For many years I was extremely embarrassed to send my work to festivals. I considered the awards to be useless, predictable and rigged trophies that only those with a vibrant ego needed.
A priori, I produced with a certain regularity and did not need recognition. That was my case, until two things happened that changed my focus.
The first was that I began to attend several festivals as a spectator. There I discovered a faithful, dedicated audience, capable of getting up early to secure a pass or to share with an author the ins and outs of creation. At that time I thought with melancholy that cinema in theatres was in decline until I started to frequent the festivals where cinephiles pack out theatres.
The second reason came after attending, now as a filmmaker, documentary markets where I could meet other filmmakers, share experiences, discover how much we were united despite the distance, culture or economy.
What is the point then of participating in festivals?
The most rewarding is to put a face to your audience. People who are interested in your film and without knowing you pay an entrance fee deserve all my interest. Very often “our audience” is really people who are more or less known and who find it difficult to give us an objective opinion because they know us and are afraid of disliking us.
Meeting an unknown audience has made me learn enormously about my work, understand the processes of understanding and emotion of my stories as well as validate it and encourage me to continue working to the fullest.
Secondly, festivals are a place to get to know that particular family of filmmakers who today dedicate their lives to creating films from the magic of the real and the perilous. The contacts you make there are of great human and professional value and can lead to collaborations and co-productions with other colleagues in the sector.
Thirdly, festivals are a privileged place to get to know the films that are being made today, especially the riskier proposals that are unlikely to make it to theatres, televisions or VOD platforms.

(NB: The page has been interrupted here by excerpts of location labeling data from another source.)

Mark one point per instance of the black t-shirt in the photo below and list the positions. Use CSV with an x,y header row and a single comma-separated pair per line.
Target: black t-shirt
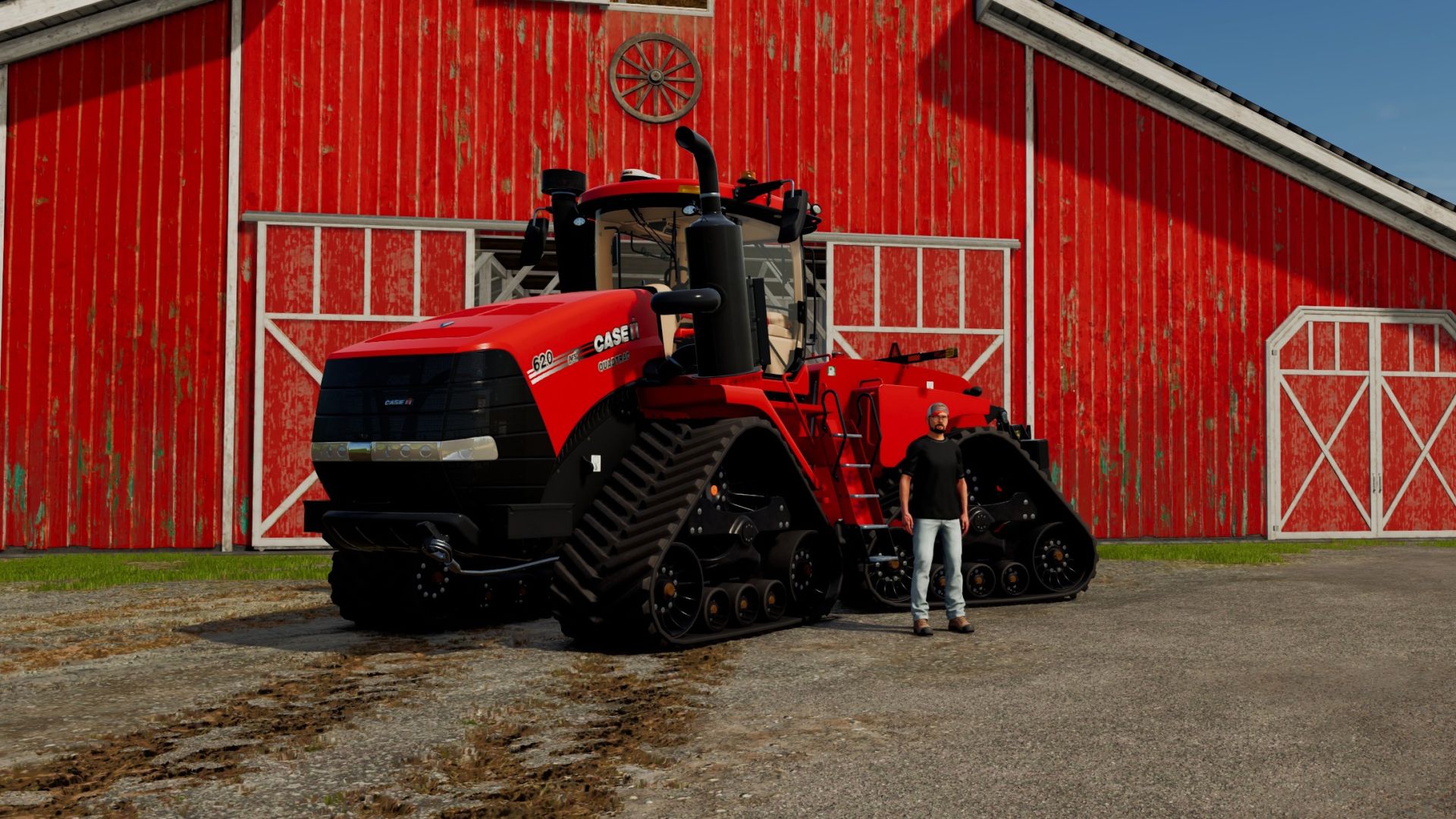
x,y
934,468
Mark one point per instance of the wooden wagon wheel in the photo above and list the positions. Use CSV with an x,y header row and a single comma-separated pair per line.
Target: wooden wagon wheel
x,y
655,77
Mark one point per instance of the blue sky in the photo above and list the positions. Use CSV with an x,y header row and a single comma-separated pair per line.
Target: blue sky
x,y
1376,79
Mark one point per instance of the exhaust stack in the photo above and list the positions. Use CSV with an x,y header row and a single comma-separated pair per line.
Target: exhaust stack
x,y
724,335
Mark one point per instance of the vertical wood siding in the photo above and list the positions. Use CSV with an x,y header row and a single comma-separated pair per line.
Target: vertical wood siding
x,y
1164,261
114,287
899,117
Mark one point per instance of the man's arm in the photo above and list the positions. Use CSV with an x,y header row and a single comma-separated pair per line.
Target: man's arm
x,y
965,518
905,500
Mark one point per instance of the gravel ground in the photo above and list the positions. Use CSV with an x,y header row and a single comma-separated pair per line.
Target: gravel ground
x,y
1321,687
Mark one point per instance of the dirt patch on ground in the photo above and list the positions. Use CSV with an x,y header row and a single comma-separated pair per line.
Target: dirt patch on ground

Moreover, festivals are an almost exclusive setting for watching documentaries on the big screen. The difficulties of showing documentaries in theatres make festivals almost exclusive places to enjoy the best conditions for watching a film.
Obviously, if your film is awarded a prize, it may open up better prospects for your next projects and, if there is also a cash prize, the financial peace of mind to devote a little more time to development.
If you’ve decided to go for it, you have two options: self-distribution, which will take a lot of time and mistakes, but will save you money and experience, or hire a festival distribution agency that will make a suitable strategy for your film.